Qatar said on Tuesday that it has allocated $480m in aid to the cash-strapped Palestinian Authority (PA) to support education and health services and provide urgent humanitarian relief as reported by Middle East Eye.
The authority, led by President Mahmoud Abbas, has been hit by the cutting of two of its leading sources of revenues.
Washington has ended all bilateral US aid in response to the Palestinians’ severing of contacts after it recognised the disputed city of Jerusalem as Israel’s capital in 2017.
EU officials propose compromise between Israel and PA over tax revenue dispute.
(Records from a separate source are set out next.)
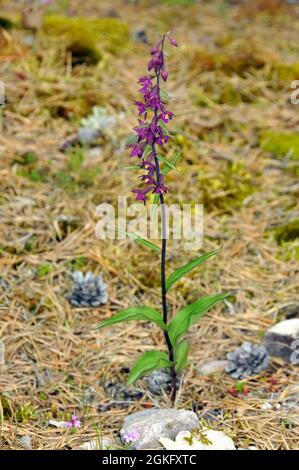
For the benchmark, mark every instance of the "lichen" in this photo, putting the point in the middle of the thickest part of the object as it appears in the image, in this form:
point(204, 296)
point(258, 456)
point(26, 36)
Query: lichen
point(87, 38)
point(280, 144)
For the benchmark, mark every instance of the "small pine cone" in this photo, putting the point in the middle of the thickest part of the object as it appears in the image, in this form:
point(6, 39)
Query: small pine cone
point(250, 359)
point(88, 291)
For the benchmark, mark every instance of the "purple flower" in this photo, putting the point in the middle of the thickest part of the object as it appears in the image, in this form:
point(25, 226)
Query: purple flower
point(153, 110)
point(137, 150)
point(132, 436)
point(74, 422)
point(166, 116)
point(141, 194)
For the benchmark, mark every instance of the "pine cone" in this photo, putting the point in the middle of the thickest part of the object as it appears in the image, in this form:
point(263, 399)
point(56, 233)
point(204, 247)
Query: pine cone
point(250, 359)
point(88, 291)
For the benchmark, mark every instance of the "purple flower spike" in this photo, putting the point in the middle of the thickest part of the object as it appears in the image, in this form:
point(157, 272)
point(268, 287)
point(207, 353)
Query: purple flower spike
point(132, 436)
point(74, 422)
point(151, 131)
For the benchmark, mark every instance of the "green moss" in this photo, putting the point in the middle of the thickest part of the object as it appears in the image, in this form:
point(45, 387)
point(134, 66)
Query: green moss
point(228, 189)
point(76, 174)
point(86, 38)
point(288, 71)
point(281, 144)
point(35, 175)
point(44, 269)
point(287, 232)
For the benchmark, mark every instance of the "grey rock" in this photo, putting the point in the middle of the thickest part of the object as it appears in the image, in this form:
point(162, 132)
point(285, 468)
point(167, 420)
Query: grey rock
point(211, 367)
point(250, 359)
point(281, 340)
point(88, 291)
point(289, 311)
point(152, 424)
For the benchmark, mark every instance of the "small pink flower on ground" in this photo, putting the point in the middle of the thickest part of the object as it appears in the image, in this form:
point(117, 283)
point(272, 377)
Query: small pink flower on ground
point(74, 422)
point(132, 436)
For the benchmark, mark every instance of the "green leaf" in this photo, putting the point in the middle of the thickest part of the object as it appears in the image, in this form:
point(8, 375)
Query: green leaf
point(135, 313)
point(138, 239)
point(181, 354)
point(166, 162)
point(147, 363)
point(156, 198)
point(173, 160)
point(191, 314)
point(174, 277)
point(131, 139)
point(164, 127)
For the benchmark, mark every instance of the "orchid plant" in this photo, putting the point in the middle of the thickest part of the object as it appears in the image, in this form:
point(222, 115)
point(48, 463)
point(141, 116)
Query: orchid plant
point(151, 135)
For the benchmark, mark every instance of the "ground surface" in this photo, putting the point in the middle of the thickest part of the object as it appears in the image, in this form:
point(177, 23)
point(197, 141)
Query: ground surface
point(231, 81)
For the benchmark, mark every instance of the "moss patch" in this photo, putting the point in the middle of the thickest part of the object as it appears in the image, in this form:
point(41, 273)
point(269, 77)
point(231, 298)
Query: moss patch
point(86, 38)
point(280, 144)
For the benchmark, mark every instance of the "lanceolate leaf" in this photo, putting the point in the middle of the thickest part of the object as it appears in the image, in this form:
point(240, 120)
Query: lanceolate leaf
point(181, 354)
point(191, 314)
point(147, 363)
point(173, 160)
point(135, 313)
point(174, 277)
point(138, 239)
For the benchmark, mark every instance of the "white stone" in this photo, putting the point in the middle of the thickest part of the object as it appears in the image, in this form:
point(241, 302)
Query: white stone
point(282, 340)
point(218, 441)
point(212, 367)
point(103, 443)
point(152, 424)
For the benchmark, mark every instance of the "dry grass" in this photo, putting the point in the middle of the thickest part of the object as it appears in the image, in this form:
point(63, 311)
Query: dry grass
point(40, 330)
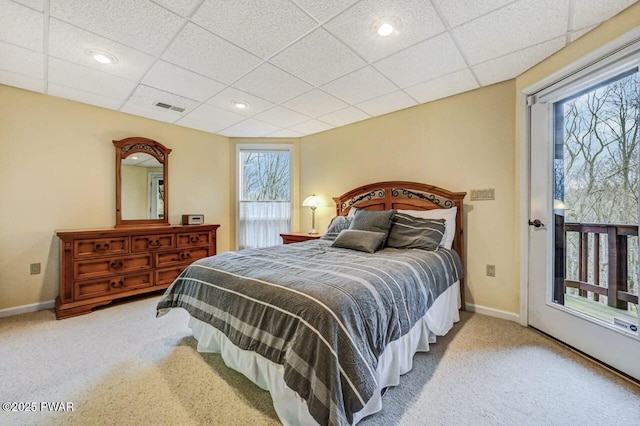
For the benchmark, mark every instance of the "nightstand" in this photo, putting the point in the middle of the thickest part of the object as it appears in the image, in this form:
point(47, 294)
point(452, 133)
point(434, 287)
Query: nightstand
point(296, 237)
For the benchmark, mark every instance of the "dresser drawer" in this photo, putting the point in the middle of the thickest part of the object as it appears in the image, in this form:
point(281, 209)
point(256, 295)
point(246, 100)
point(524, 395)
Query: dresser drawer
point(165, 276)
point(94, 268)
point(151, 242)
point(192, 239)
point(111, 285)
point(180, 257)
point(100, 247)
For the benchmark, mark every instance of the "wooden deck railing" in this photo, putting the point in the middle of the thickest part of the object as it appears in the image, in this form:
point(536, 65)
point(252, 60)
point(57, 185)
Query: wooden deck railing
point(617, 236)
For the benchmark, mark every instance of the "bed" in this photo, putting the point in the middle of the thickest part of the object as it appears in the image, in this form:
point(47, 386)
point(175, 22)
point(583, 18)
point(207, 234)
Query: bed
point(326, 329)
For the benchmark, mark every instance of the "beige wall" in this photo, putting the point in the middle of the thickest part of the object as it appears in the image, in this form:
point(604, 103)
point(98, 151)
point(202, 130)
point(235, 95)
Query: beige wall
point(57, 172)
point(459, 143)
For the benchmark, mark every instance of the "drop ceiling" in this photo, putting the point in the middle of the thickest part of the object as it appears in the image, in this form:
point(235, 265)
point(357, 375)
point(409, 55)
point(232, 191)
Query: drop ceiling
point(303, 66)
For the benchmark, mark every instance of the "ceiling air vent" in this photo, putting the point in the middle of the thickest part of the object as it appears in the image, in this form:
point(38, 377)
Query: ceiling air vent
point(171, 107)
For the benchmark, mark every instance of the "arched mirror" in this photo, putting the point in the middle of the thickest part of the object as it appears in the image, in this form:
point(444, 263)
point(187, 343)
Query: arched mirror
point(142, 195)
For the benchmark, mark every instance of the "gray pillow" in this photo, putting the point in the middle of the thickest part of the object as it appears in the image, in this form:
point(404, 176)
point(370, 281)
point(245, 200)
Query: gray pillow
point(359, 240)
point(410, 232)
point(373, 221)
point(337, 224)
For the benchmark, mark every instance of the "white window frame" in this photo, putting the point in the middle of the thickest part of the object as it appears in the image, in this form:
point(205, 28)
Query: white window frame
point(283, 147)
A row with Israel has meanwhile led to a halt to transfers of customs duties it levies on goods destined for Palestinian markets.
“The state of Qatar has allocated $300m in the form of grants and loans to support the health and education sectors’ budgets with the Palestinian Authority,” the official Qatar News Agency reported.
It said that Doha has also allocated another $180m in “urgent relief and humanitarian aid and in support of UN programmes in Palestine”.
Aid will also go to the power sector to ensure supplies are not interrupted, the statement said.
In February, Israel decided to deduct around $11m a month from customs receipts it transfers to the Palestinians, corresponding to the amount it said they paid to families of prisoners, or directly to inmates, serving time in Israeli jails.
The Palestinians responded by saying they would refuse any funds where unilateral deductions had been made.
Gas-rich Qatar is a major aid donor to the Palestinians, both to Abbas’s West Bank-based PA and to the rival Gaza administration of Hamas.